What causes Lennox-Gastaut syndrome?
There are many possible causes of Lennox Gastaut Syndrome (LGS). These causes are divided into one of two groups, that fall into one of two groups, symptomatic or cryptogenic.
The symptomatic group means that something can be identified as a cause of the epilepsy, usually something that has caused a more diffuse brain injury (an injury affecting large areas of the brain). Examples of symptomatic causes include infections of the brain tissue (encephalitis) or the covering of the brain (meningitis), tuberous sclerosis complex, brain malformations, injury at birth (causing decreased blood and oxygen to the brain), trauma, and injuries to the frontal lobes of the brain. About 75% of people with LGS have a symptomatic or identifiable cause.

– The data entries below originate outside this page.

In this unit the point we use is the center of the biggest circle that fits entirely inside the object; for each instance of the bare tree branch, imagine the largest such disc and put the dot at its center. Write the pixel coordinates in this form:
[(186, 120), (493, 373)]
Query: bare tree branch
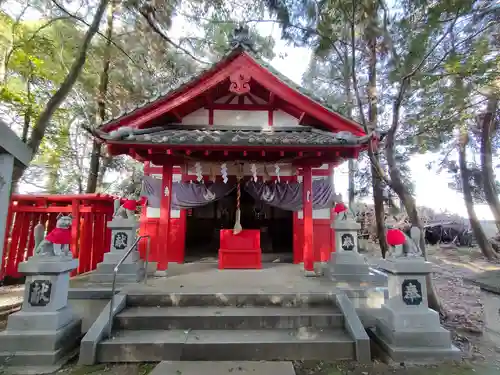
[(57, 99), (148, 13), (80, 19)]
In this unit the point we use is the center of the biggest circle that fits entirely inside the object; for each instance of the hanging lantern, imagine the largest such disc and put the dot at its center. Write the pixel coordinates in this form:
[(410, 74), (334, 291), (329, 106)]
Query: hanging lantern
[(199, 171), (237, 225), (213, 176), (395, 237), (266, 176), (253, 169), (339, 208), (223, 169)]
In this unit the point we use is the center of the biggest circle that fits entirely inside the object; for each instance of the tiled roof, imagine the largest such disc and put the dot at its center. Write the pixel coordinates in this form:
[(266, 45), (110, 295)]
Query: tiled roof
[(292, 136), (187, 80)]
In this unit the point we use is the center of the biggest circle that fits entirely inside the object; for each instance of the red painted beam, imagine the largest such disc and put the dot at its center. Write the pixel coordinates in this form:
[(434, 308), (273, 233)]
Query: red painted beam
[(239, 107), (307, 198)]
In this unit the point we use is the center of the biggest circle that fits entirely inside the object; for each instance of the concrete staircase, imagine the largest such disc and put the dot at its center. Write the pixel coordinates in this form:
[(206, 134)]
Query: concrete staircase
[(222, 327)]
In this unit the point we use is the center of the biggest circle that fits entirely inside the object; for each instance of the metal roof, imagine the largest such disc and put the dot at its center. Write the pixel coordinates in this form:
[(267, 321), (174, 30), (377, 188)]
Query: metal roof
[(236, 51), (286, 136)]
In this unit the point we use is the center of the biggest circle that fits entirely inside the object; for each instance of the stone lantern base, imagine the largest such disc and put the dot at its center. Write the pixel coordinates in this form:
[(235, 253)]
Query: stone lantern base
[(45, 333)]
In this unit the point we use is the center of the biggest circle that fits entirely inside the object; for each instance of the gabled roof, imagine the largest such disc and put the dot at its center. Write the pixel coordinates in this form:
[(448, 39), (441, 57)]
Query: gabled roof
[(186, 135), (240, 58)]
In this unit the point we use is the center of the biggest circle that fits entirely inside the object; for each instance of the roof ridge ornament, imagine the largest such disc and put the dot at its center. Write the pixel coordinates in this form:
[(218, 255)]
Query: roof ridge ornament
[(241, 38)]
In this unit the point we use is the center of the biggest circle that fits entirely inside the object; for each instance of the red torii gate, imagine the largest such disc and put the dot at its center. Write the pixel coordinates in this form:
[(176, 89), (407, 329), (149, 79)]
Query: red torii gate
[(90, 238)]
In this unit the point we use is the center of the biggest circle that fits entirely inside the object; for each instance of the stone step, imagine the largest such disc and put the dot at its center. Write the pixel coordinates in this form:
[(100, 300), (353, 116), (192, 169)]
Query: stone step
[(120, 277), (64, 337), (223, 367), (194, 317), (125, 268), (226, 345), (138, 298)]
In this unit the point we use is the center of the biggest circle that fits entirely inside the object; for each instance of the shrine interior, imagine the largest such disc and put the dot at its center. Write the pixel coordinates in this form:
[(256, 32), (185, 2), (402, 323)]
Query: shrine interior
[(203, 225)]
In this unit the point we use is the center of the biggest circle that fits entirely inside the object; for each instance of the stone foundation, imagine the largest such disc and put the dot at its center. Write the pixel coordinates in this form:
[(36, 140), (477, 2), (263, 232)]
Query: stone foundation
[(45, 333)]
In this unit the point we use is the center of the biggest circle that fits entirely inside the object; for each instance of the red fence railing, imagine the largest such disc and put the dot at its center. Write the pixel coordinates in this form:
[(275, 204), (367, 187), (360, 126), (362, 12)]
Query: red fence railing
[(90, 238)]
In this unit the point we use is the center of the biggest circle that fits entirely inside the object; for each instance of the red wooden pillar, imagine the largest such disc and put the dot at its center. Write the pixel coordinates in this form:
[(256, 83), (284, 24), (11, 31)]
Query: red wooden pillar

The cryptogenic group means that no clear cause can be demonstrated. Some genetic studies have found mutations or changes on parts of genes that could contribute to the development of LGS in some people. These genetic findings have very complex relationships and how much they actually contribute to LGS is not yet completely known.
Does infantile spasms or West Syndrome cause LGS?
West syndrome is a form of epilepsy that occurs in infants. Infants develop a type of seizure called infantile spasms or IS in the first year of life. The EEG of a child with IS has a distinctive pattern called hypsarrhythmia.
While West syndrome is not a specific cause of LGS, it has been shown that up to 30% of children who develop LGS have a history of infantile spasms or West syndrome. A review of published studies found that 20% of children with LGS had infantile spasms when they were younger. One study completed in Nova Scotia, Canada followed 692 children with epilepsy over 20 years. This study found that 1 out of 3 children with IS developed LGS over time. The researchers also found that 6.5 out of 10 people with LGS had a history of IS or West syndrome.
People with LGS and an early history of IS or West syndrome usually have a poor outlook for seizure control and cognitive function.